I was wrong. With all seriousness, the maître d proceeded to escort us to the middle of the room and graciously pulled out a chair for me to sit at the communal table. After he walked away, I looked around the room once more to see if another table had opened up. We weren’t in a hurry so if I saw a guest about to bite into a dessert or order coffee, I was willing to wait it out. No luck. It seemed that everyone was there to enjoy a leisurely evening of good food, drink, and friends.
As our table began to fill up with other dinner guests, I had an option—be agitated about not having the choice seat in the restaurant or embrace the communal table. I decided on the latter and I’m glad I did. The extra tension I felt from being outside of my comfort zone disrupted our customary dining out experience and brought new energy to our conversation.

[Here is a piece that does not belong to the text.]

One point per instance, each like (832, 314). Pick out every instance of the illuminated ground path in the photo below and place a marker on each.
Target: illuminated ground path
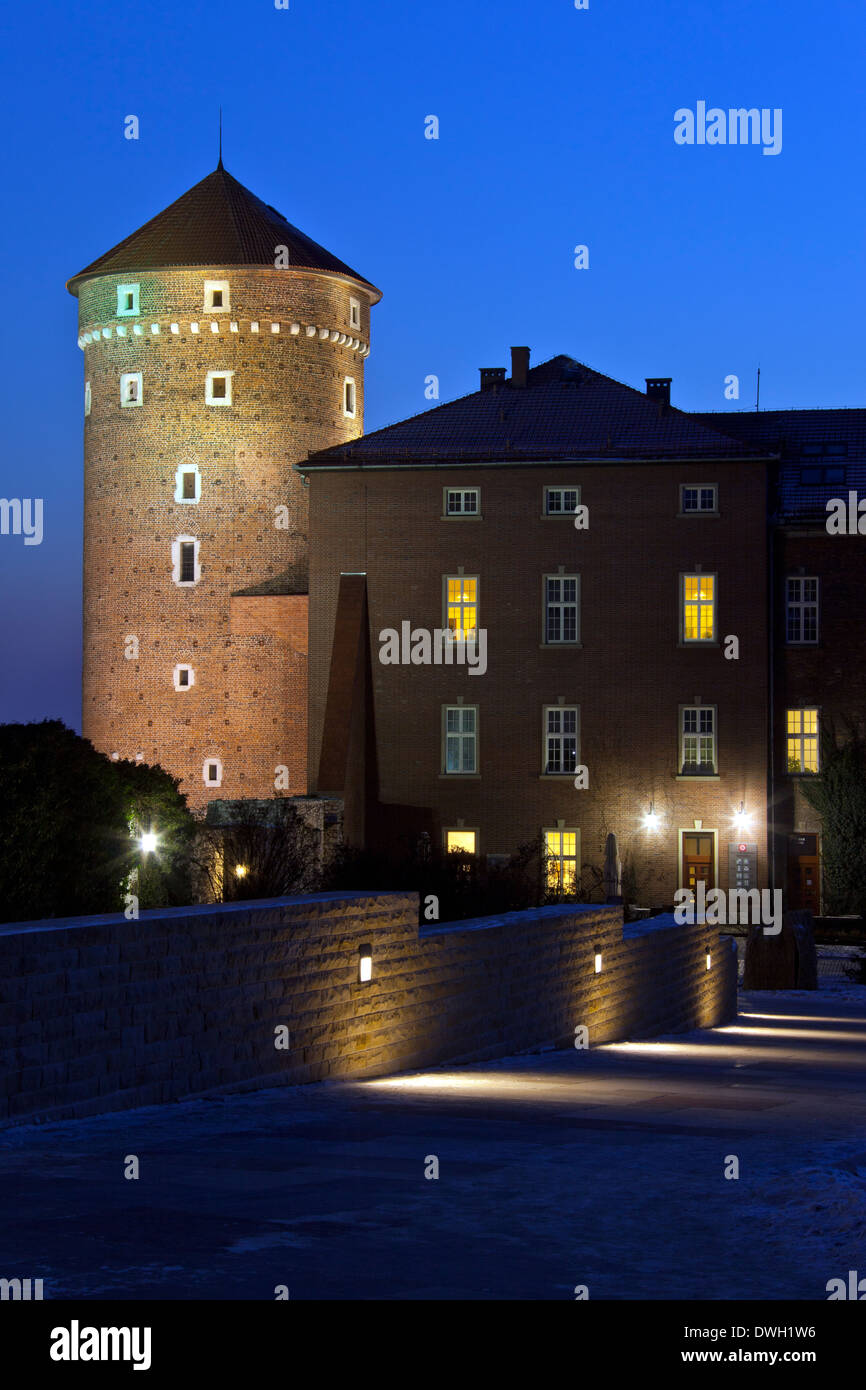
(602, 1168)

By the time our entrees were served, I’d transported myself to a European brasserie, where communal seating is the norm. I imaged other dinner guests admiring our lively conversation, laughter, and obvious enjoyment of being together. After all, we were on display. Maybe some were wishing they could appear so comfortable and confident at the communal table.
Just two days later, I experienced another seating predicament. My husband and I arrived a few minutes late for church so we were ushered to the remaining available chairs to the left side of the room and three rows from the front. We always sit in a certain section, center back. My first thought was we’re supposed to be sitting over there. We have come to know the people in those couple rows. But on this day, we experienced church from the left, met new people, and still had time after the service to connect with our familiar friends.
Two seating changes in one week should have been enough to teach me the value of shaking up routines and stretching beyond comfort zones. But, on Monday morning when I walked into my local Starbucks to write for a couple of hours, I was still disoriented when overnight the small tables with 2 or 4 chairs were replaced with, you guessed it, a long center upholstered settee with seating on all sides. My favorite corner table, the one that always makes me feel like I have the room to myself, was gone.
This blog seems it’s simply about changes in seating, but it is much more than that. It’s sitting with changes. Retirement is all about change. So if we can’t adjust to something so small as feeling displaced in a restaurant, then how are we going to manage major changes such as feeling displaced in society?
Instead of avoiding change and disruption in our well-established patterns and routines, we need to seek it. This week I was reminded how challenging even the smallest change can be, and I was encouraged when I realized I can adjust, accept, and even embrace these changes.